Si determinerà un totale impoverimento, una devastante recessione se non si bloccano i pagamenti quando vi è per forza maggiore– un’epidemia contagiosissima-la totale ed inevitabile paralisi produttiva, quella del “cigno nero”.
Lo scrisse il Manzoni, quando parlò della carestia.
Ed ecco la copia di quel ritratto doloroso.

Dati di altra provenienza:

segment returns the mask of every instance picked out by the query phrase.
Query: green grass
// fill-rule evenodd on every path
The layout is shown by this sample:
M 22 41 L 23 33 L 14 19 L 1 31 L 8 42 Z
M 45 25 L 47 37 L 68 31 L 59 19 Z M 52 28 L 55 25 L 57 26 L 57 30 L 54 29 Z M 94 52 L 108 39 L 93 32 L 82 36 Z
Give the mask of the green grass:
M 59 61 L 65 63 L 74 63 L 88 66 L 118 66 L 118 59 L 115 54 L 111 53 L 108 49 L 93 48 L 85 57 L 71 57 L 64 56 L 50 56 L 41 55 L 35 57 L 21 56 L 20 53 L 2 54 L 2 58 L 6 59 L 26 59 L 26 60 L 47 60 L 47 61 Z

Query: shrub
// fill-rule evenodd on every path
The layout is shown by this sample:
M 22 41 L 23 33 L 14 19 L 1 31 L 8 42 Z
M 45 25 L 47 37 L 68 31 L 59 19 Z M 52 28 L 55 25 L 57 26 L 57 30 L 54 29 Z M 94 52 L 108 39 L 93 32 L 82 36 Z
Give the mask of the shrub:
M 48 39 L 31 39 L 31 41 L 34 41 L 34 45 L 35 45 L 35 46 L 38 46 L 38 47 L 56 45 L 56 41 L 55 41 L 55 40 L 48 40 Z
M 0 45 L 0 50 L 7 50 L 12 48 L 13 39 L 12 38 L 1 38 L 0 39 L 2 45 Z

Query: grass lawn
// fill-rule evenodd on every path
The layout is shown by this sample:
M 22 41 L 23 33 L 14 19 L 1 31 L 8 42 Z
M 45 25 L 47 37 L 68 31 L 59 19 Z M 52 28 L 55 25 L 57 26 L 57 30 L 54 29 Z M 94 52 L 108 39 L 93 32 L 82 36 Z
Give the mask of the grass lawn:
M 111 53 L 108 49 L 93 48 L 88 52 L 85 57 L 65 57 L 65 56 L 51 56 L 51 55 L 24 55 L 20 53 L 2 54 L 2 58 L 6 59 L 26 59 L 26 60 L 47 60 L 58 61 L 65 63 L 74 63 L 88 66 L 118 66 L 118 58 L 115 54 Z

Ad ogni passo botteghe chiuse; le fabbriche in gran parte deserte; le strade, un indicibile spettacolo, un corso incessante di miserie… Garzoni e giovani licenziati da padroni di bottega, che, scemato o mancato affatto il guadagno giornaliero, vivevano stentatamente degli avanzi e del capitale dei padroni stessi, per cui il cessar delle faccende era stato fallimento e rovina: operai e anche maestri di ogni manifattura e di ogni arte, delle più comuni come delle più raffinate, delle più necessarie, come quelle di lusso, vaganti di porta in porta, di strada in istrada, appoggiati alle cantonate, accovacciati sulle lastre, lungo le case e le chiese, chiedendo pietosamente l’elemosina o esitanti tra il bisogno e una vergogna non ancora domata, smunti, spossati, rabbrividiti dal freddo e dalla fame nei panni logori e scarsi, ma che in molti serbavano ancora i sogni di un’antica agiatezza; come nell’inerzia e nell’avvilimento, compariva non so quale indizio di abitudini operose e franche. Mescolati tra la deplorabile turba, e non piccola parte di essa, servitori licenziati da padroni caduti allora dalla mediocrità nella strettezza o che quantunque facoltosissimi si trovavano inabili, in una tale annata, a mantenere quella solita pompa di seguito. Ed a tutti questi diversi indigenti si aggiunga un numero di altri, avvezzi in parte a vivere del guadagno di essi: bambini, donne, vecchi, aggruppati con i loro antichi sostenitori, o dispersi in altre parti all’accatto” (Alessandro Manzoni i Promessi Sposi capitolo XXVIII pagina 581 Le Monnier Editore a cura di Natalino Sapegno).
Fermate gli sciacalli.
Eviteremo la “carestia del cigno nero”.